Régime comptable renforcé

L’option pour l’IS impose à l’entrepreneur individuel de se conformer aux obligations comptables des sociétés : comptabilité d’engagement, bilan, compte de résultat, annexes. Une rigueur accrue est donc nécessaire, et l’accompagnement d’un professionnel du chiffre ou du droit devient incontournable.

Avantages de l’option pour l’impôt sur les sociétés

Une fiscalité maîtrisée et optimisable

Opter pour l’IS permet de ne soumettre à l’impôt sur le revenu que les sommes effectivement perçues (rémunération et dividendes), tout en conservant une imposition à taux réduit sur les bénéfices non distribués. Ce mécanisme peut générer une économie d’impôt importante, notamment lorsque l’activité dégage une rentabilité excédentaire.

Constitution de trésorerie et stratégie de croissance

Le maintien des bénéfices dans l’entreprise, du fait d’une fiscalité modérée, permet de constituer une trésorerie solide, de financer des investissements ou d’anticiper une structuration future en société de capitaux. Ce modèle convient particulièrement aux entrepreneurs en phase de croissance.

Meilleure distinction patrimoine privé / professionnel

L’assimilation à une société à l’IS favorise une séparation plus nette entre les sphères personnelle et professionnelle, facilitant la gestion patrimoniale de l’entrepreneur. L’EI à l’IS devient ainsi un outil d’organisation efficace, tant sur le plan fiscal que successoral.

Inconvénients et limites de l’entreprise individuelle à l’IS

Une complexité administrative et comptable accrue

Le passage à l’IS entraîne des obligations supplémentaires : comptabilité commerciale complète, déclarations fiscales spécifiques, formalisme de gestion plus strict. Cette charge de gestion peut être contraignante, surtout pour les petites structures.

Une protection sociale à surveiller

L’optimisation fiscale par une faible rémunération peut impacter négativement les droits sociaux : retraite, indemnités journalières, protection en cas de maladie. Par ailleurs, les dividendes peuvent être assujettis aux cotisations sociales si leur montant excède certains seuils.

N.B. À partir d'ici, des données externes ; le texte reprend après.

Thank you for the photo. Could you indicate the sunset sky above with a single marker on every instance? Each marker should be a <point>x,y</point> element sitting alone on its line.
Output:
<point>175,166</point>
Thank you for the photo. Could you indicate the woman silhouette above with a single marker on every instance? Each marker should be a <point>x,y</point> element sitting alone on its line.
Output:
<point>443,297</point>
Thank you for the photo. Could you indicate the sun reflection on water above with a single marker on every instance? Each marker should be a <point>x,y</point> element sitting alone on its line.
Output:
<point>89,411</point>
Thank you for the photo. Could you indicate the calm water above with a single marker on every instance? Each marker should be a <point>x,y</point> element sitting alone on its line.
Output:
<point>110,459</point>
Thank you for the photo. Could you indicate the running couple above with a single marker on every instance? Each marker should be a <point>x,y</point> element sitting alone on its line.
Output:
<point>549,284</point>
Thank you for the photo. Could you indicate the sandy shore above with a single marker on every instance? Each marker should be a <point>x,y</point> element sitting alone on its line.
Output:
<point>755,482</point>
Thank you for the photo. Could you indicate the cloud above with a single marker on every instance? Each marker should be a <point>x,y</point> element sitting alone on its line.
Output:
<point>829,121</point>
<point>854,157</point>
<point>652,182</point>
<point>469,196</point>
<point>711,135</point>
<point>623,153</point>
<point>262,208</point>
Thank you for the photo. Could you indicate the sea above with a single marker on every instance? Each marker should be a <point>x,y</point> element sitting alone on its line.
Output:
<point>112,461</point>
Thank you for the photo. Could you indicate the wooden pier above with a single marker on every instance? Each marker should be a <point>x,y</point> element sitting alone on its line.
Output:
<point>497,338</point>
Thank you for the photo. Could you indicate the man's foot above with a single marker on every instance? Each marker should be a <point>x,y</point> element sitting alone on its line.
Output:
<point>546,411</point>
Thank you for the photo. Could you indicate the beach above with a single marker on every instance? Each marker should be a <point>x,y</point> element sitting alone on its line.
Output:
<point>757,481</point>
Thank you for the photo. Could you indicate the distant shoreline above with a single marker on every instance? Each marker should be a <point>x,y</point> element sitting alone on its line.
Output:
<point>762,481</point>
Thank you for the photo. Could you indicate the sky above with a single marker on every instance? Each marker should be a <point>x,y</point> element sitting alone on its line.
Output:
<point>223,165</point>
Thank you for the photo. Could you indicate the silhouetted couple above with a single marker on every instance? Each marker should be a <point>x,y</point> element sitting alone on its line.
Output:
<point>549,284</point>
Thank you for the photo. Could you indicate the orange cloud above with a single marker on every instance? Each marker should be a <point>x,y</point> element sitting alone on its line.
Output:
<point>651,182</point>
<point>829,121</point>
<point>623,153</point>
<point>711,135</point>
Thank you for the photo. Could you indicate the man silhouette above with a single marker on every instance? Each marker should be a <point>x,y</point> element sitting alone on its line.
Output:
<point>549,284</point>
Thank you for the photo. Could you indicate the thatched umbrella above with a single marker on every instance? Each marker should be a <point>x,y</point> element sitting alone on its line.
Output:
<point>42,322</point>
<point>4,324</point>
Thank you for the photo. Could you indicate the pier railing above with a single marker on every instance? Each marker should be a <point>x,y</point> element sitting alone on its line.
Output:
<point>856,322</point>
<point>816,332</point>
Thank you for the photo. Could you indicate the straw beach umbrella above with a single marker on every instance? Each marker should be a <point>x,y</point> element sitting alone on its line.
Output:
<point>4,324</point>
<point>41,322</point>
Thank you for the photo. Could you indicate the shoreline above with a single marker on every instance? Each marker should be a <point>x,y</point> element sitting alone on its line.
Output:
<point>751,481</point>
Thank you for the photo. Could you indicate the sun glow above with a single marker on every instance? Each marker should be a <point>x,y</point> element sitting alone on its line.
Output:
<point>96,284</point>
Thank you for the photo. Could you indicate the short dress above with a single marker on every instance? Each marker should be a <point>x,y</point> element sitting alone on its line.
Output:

Un choix engageant sur plusieurs années

L’option pour l’IS ne peut être révoquée que dans un délai de cinq ans. Cette durée peut être longue si la situation financière ou patrimoniale de l’entrepreneur évolue, notamment en cas de baisse d’activité ou de changement de stratégie.

À qui s’adresse l’EI à l’IS ?

L’option pour l’IS est particulièrement adaptée aux entrepreneurs individuels réalisant un bénéfice conséquent, n’ayant pas besoin de consommer l’intégralité de leur résultat pour vivre. Elle permet de structurer l’activité en vue d’une transformation ultérieure en société (SASU ou SARL, par exemple).

En revanche, elle est rarement adaptée aux entrepreneurs en phase de démarrage à faibles revenus récurrents. Dans ce cas, le régime de l’impôt sur le revenu reste plus flexible et moins coûteux à court terme.

Recommandations : sécuriser et anticiper la décision

Avant d’opter pour l’IS, il est indispensable de procéder à une simulation fiscale et sociale complète. Cette analyse doit inclure le calcul de l’impôt sur les bénéfices, des cotisations sociales, et des coûts de gestion.

Un accompagnement par un avocat fiscaliste, tel que DENALI AVOCAT, est recommandé pour :

  • Évaluer la pertinence de l’option selon votre profil,
  • Sécuriser juridiquement et fiscalement l’option,
  • Mettre en place une stratégie de rémunération et de distribution optimisée,
  • Structurer votre patrimoine professionnel de manière durable.

L’entreprise individuelle à l’IS constitue un levier d’optimisation fiscale et patrimoniale puissant, à condition d’en maîtriser les implications. Elle offre une fiscalité plus favorable, une souplesse dans la gestion des revenus, et une meilleure organisation de l’activité. Toutefois, elle suppose un pilotage rigoureux, une anticipation stratégique, et un accompagnement sur-mesure.